As the print media continue to struggle - especially newspapers - some interesting observations are being made and one analogy to agriculture. The hardship is not imagined.
The persistent drought in advertising has forced publishers to cut jobs, wages and sections, and boost newsstand prices to preserve cash. Ad sales make up more than half of revenue for publishers including New York Times Co. and Gannett Co.
Industrywide print ad revenue fell 30 percent to $6.16 billion in the second quarter and online-only advertising plunged 16 percent to $653.1 million, NAA data show.

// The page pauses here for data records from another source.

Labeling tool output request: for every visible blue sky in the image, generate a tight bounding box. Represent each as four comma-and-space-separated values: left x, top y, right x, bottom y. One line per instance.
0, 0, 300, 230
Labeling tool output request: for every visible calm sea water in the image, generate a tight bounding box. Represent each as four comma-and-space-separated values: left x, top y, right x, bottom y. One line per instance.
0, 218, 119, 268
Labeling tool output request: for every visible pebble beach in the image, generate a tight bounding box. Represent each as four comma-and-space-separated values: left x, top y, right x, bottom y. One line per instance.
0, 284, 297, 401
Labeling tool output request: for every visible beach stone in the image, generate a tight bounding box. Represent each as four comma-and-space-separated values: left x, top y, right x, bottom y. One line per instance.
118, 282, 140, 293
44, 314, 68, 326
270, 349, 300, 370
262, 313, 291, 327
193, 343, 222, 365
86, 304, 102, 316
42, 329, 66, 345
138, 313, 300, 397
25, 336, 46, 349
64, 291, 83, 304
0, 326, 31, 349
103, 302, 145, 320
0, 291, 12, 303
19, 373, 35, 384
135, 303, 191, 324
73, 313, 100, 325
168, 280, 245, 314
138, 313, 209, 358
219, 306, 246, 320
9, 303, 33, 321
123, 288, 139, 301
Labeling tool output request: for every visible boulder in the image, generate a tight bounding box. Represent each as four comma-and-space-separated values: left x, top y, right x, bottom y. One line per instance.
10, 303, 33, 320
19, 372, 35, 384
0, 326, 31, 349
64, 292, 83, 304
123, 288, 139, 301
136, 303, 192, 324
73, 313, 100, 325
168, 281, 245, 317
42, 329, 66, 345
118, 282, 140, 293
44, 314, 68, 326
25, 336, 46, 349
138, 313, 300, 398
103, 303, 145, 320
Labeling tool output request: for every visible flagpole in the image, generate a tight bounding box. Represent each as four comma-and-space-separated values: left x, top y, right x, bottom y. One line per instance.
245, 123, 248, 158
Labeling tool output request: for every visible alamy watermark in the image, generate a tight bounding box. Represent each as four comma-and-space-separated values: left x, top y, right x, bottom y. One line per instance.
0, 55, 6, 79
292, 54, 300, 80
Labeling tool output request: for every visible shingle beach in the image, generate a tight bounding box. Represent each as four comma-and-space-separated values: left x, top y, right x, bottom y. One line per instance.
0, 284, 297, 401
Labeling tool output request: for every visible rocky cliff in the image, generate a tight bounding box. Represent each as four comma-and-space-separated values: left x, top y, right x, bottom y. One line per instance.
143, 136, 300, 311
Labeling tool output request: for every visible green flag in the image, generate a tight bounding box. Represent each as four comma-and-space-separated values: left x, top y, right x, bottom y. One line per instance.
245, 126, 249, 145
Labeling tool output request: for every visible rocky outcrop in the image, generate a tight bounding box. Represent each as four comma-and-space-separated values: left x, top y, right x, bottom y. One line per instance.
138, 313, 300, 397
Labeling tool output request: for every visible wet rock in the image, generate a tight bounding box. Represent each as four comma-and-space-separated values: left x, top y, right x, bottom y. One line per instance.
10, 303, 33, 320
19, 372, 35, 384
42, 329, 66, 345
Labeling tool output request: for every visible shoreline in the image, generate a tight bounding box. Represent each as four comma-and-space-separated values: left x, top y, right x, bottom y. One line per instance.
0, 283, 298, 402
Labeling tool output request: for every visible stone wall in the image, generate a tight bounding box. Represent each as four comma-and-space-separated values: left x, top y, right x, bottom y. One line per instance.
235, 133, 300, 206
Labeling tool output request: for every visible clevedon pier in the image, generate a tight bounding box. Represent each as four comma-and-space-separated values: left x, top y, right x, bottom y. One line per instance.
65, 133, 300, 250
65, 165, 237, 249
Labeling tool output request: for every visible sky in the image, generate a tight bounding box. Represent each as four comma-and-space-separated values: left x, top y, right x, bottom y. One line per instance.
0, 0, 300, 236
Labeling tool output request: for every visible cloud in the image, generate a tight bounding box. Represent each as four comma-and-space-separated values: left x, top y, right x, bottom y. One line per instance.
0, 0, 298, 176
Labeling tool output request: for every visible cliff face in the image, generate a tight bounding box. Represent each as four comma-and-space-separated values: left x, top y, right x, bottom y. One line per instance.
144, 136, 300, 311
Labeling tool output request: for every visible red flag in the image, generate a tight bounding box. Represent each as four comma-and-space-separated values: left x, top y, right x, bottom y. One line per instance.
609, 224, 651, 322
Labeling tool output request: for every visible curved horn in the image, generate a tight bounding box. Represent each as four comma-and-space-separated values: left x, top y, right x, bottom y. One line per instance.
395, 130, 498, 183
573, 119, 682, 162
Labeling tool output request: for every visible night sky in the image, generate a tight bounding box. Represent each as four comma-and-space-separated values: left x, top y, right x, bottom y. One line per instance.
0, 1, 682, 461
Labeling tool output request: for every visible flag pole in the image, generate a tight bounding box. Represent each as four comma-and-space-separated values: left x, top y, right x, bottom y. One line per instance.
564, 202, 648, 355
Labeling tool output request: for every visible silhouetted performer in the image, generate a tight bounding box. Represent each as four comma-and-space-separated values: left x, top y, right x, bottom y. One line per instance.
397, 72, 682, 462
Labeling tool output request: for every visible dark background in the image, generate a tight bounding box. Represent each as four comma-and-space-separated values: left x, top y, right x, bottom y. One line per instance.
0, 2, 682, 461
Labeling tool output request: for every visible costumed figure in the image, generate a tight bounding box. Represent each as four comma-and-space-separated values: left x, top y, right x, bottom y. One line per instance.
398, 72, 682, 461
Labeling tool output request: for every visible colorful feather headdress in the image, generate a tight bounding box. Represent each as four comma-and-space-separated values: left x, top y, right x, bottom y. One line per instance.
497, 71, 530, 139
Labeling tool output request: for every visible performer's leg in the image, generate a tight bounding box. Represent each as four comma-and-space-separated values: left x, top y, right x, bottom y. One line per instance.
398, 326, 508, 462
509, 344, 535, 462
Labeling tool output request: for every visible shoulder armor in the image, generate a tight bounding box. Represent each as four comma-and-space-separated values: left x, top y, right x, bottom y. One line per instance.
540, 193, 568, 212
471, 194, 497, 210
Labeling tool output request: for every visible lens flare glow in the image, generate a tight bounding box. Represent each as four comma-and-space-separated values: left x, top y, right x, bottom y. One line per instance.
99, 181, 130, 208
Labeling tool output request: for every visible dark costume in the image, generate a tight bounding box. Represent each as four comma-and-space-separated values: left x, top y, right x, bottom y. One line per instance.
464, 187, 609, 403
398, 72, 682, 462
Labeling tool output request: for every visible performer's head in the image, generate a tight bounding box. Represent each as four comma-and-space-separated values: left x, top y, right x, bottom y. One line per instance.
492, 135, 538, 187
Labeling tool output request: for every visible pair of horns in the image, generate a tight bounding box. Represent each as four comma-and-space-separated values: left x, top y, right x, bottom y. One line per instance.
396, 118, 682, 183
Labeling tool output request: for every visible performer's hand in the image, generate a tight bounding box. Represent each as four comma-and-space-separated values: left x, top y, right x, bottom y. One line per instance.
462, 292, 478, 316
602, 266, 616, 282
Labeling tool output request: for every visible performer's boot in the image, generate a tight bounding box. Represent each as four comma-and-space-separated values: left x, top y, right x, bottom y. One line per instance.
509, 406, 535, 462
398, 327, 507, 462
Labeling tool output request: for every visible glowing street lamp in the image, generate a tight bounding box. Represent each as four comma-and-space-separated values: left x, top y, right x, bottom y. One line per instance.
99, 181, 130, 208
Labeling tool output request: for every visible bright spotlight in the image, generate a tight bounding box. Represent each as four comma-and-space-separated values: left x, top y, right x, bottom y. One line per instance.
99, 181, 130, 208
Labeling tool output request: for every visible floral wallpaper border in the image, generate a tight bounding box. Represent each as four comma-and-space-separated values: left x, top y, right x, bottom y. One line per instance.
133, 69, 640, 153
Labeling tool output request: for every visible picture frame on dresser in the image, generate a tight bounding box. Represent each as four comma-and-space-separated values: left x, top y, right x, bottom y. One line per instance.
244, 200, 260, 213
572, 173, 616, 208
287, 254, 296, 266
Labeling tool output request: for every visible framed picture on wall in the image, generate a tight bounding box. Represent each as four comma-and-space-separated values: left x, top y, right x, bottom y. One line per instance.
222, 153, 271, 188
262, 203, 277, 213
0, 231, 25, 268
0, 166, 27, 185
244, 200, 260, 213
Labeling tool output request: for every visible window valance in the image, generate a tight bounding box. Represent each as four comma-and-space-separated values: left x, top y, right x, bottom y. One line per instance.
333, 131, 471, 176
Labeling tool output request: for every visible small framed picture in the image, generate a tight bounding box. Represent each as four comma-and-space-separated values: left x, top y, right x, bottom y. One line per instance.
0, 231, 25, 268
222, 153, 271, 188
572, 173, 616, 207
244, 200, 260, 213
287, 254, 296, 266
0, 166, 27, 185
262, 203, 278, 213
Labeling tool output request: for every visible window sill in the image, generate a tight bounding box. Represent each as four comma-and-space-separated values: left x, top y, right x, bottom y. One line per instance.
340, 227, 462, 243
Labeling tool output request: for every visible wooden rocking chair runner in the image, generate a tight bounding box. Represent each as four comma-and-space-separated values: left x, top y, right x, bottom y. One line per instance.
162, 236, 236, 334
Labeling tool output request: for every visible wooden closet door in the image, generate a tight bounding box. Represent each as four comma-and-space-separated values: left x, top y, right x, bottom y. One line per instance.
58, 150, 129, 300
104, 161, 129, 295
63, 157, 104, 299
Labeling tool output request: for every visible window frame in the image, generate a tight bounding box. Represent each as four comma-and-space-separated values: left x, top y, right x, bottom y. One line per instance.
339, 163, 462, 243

Job recruitment ad sales declined 66 percent, the most among classified categories, followed by the 46 percent drop in real estate ads and 43 percent for automotive ads, according to the data. Publishers narrowed the declines in every category except real estate, compared with the first quarter.[More]
First, it would seem media have yet to fully accept the future unrolling in front of them. And for good reason: it ain't pretty.
Business model! Business model! All they care about is business model. I am excited about the way the Web is transforming society and all they care is how to save their jobs! I get it - they should care. The new media ecosystem can support a much smaller number of professional journalists than the old one. So many (though not all) will lose their jobs. I don't have an interest in that aspect of the media business at all. If they have any other expertise besides scribbling, they will find other jobs once their media houses lock the doors. If not, tough. But I am really not interested in their livelihoods. Just like blacksmiths found jobs in car factories, the journos will find something else to do. I am interested in the ways new media channels are changing the world, not the parochial or individual insecurities of those whose world is changing. I am an interested observer of the revolution and saving the inevitable victims is not my job. [More]In fairness, agriculture has been going through a similar shift with not-too-different responses. When it's not just your job, but an entire career disappearing, we may not have any emotional tools to do other than hang on.
Often, when an industry faces decline, management and ownership will opt to take door number three; rather than reinvesting profits in new businesses or redistributing them to shareholders, they'll direct them to legislators and lobbyists in an effort to buy themselves protection from competition. This has been the strategy used by agricultural and manufacturing interests, often, though not always, with success. I'm actually a little surprised that journalism has not been more aggressive or successful with appeals for government help. I don't imagine that a tecnology as revolutionary as the internet could have been quashed by government interventions (though its development could have been checked in important ways). But I would have imagined that the press might have been able to win public support for its operations based on the "public interest" role it plays.Ah yes - the traditional (since 1932) farmer response to hard times: lobby Congress. And as mentioned above, it has seemed remarkably effective except for the actual farmers. (Nothing seems to slow consolidation, for one thing.)
One wonders if the effort to spice up copy to compete with online sites by focusing more on horse-race journalism, entertainment news, and tabloid stories, at the expense of quote-unquote serious journalism—investigative reporting and the like—compromised the news business' ability to argue for such support.[More]
But in desperation, more sectors will be seeking to emulate our example, making the demands for government dollars immense. How will we make sure we get ours first? Better still, as grain prices plummet, how will we get more?
2 comments:
Ah....John? I can't eat my newspaper.
Anybody in there?
anon:
I have pointed out ad nauseum that farm subsidies aren't about food - and the corn growers have backed me up that by proving corn prices don't affect food prices, which means subsizing corn won't either. We don't subsidize potatoes and yet nobody worries about a french fry shortage, to name one of hundreds of other food examples.
They are political subsidies - we get 'em because we can. so I think newspapers could argue for something on similar grounds.